En second lieu, la proposition du rapport Notat-Senard remplace le terme d’« intérêt de l’entreprise » de la proposition socialiste par « intérêt propre ». Pour une raison technique recevable : le concept d’entreprise n’existe pas en droit commercial et on ne peut pas introduire le mot de façon subreptice dans un article du code civil sans une élaboration, du reste peu commode à formuler. Surtout en raison de l’évocation possible d’une entreprise comme la communauté d’intérêts potentiellement contradictoires, c’est-à-dire un lieu politique. Voici une boîte de Pandore à laisser fermée.

La loi Pacte retient donc la proposition, en la modifiant sur un point seulement, rhétoriquement habile : elle parle d’intérêt « social » plutôt que « propre ». En effet, sans tomber dans la casuistique, « intérêt social » donne le change. Sur le fond, ce peut être pour un tribunal rien d’autre qu’une répétition de « intérêt commun des associés » puisque la société est celle créée par les associés[2]. Mais le pléonasme joue sur le mot de « social » dans lequel les gens ordinaires verront quelque chose qui appartient à la société civile dans son ensemble, au-delà des seuls actionnaires.

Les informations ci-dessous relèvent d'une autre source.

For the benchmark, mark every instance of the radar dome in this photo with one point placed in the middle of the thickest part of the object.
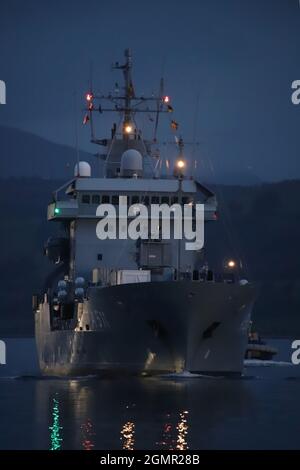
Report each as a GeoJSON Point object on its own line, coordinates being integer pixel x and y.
{"type": "Point", "coordinates": [82, 169]}
{"type": "Point", "coordinates": [131, 163]}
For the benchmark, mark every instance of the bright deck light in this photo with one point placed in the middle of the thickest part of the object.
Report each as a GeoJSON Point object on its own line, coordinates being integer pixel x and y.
{"type": "Point", "coordinates": [180, 164]}
{"type": "Point", "coordinates": [128, 128]}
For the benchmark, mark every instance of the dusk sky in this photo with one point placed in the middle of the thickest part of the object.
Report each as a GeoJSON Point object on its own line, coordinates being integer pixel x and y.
{"type": "Point", "coordinates": [236, 58]}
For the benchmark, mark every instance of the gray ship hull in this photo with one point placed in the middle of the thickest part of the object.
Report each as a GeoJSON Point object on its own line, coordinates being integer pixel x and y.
{"type": "Point", "coordinates": [153, 328]}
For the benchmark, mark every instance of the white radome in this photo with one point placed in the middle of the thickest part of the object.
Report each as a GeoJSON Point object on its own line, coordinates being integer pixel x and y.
{"type": "Point", "coordinates": [82, 169]}
{"type": "Point", "coordinates": [131, 162]}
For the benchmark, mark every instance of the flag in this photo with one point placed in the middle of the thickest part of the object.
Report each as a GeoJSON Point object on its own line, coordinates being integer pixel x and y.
{"type": "Point", "coordinates": [131, 90]}
{"type": "Point", "coordinates": [174, 125]}
{"type": "Point", "coordinates": [86, 119]}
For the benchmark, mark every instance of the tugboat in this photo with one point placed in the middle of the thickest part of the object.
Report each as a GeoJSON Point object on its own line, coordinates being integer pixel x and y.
{"type": "Point", "coordinates": [259, 349]}
{"type": "Point", "coordinates": [146, 305]}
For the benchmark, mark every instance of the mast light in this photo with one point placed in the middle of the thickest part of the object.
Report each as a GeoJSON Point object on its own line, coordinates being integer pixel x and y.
{"type": "Point", "coordinates": [180, 164]}
{"type": "Point", "coordinates": [128, 128]}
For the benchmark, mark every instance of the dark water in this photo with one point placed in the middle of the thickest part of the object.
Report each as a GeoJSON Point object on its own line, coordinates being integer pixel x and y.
{"type": "Point", "coordinates": [259, 411]}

Au total, ce qui était peu de choses devient moins de choses encore.

 

La raison d’être de l’entreprise

Un mot sur la « raison d’être » de l’entreprise que la loi Pacte introduit dans l’article 1835, sous la recommandation directe du rapport Notat-Senard :

« Les statuts peuvent préciser la raison d’être dont la société entend se doter dans la réalisation de son activité. »

Le rapport, très tourné vers une implication accrue du conseil d’administration dans la marche de l’entreprise, demandait que ce texte soit rédigé par cet organe. Il s’agissait donc d’autre chose que l’objet social figurant dans les statuts, avec une question non résolue sur la hiérarchie respective des deux textes. Le projet de loi Pacte remet la formulation au sein des statuts, à la main donc des actionnaires.

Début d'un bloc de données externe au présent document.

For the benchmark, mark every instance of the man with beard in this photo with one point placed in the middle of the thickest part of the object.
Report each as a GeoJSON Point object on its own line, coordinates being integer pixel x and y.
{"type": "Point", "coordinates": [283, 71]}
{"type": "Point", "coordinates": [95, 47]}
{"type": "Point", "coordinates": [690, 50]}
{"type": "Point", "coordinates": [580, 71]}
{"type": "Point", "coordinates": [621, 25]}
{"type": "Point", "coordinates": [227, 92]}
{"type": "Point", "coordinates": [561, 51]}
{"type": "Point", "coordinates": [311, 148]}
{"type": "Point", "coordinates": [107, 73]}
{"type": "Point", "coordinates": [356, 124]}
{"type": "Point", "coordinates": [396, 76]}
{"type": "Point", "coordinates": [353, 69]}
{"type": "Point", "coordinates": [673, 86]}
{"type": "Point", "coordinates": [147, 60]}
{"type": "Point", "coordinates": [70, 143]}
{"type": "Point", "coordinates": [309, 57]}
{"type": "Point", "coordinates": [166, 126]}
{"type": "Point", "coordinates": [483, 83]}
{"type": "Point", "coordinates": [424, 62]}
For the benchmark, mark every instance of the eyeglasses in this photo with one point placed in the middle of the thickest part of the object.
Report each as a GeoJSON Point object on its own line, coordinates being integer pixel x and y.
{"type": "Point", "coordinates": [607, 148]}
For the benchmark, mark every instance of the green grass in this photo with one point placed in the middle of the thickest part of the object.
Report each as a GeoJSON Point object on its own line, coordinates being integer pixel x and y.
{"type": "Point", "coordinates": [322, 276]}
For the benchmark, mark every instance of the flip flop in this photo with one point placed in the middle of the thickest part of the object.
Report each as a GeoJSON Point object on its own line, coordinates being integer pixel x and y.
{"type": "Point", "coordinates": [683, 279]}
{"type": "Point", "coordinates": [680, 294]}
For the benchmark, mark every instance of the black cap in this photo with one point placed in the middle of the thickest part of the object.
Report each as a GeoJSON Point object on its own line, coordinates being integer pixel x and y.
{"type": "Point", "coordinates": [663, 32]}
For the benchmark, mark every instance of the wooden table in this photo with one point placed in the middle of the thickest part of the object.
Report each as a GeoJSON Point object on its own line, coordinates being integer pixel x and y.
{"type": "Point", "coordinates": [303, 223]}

Beaucoup d’entreprises ont compris de longue date l’importance d’afficher un but, une mission, un purpose, en premier lieu pour attirer des salariés mieux motivés, à la recherche d’un sens ou d’un intérêt accru à leur travail (et ainsi parfois à coût moindre). Il s’agit aussi de faire mieux connaître les « bonnes et belles choses » qu’elle fait, et cela s’assimile à un travail de communication intelligent. Il y a donc dans le projet de loi une incitation à mettre dans des mots ce qu’elle entend faire. On espère qu’ils ne seront pas laissés aux mains des gens du marketing, adroits dans les élégants baselines à vocation publicitaire, du type « La mobilité à portée de tous » pour une entreprise de pneumatiques. Énoncer des banalités ou des objectifs en conflit avec la réalité se retourne contre l’entreprise. En ce sens, la rédaction d’une raison d’être doit être un exercice performatif, obligeant à mettre des moyens en regard des fins, et d’en évaluer les coûts, en politique du personnel, en investissement, en réorientation commerciale, etc. Il serait bon que la raison d’être soit rédigée, comme tout bon article de droit, de façon négative, incorporant en dur les contraintes que se donne la société et les limites à ne pas franchir. La force d’engagement en serait accrue et justifierait alors son inscription dans les statuts, un texte nécessairement aride et non publicitaire. Rédigé de façon très restrictive, on verrait alors venir sur les marchés financiers des « entreprises à mission », sans qu’on ait besoin pour cela de créer une catégorie juridique particulière. Nous verrons l’accueil qu’y donneront les actionnaires. Mais c’est peut-être là l’innovation qu’apporte la loi Pacte sur la question de l’objet social de l’entreprise.

 

[1] Dont l’auteur de ses lignes, qui n’engage toutefois nullement les groupes de travail des Bernardins dans ce qui suit.

[2] Les juristes font valoir que les deux termes ne sont pas équivalents. Par exemple, le juge remontera à la société mère, dans le cadre des relations mère-filles ; ou bien, en matière d’abus de biens sociaux, il pourra incriminer les dirigeants même en cas de consentement de tous les associés.

 

Cet article a été initialement publié dans la revue Esprit n°448 (octobre 2018). Il est repris par Vox-Fi avec due autorisation.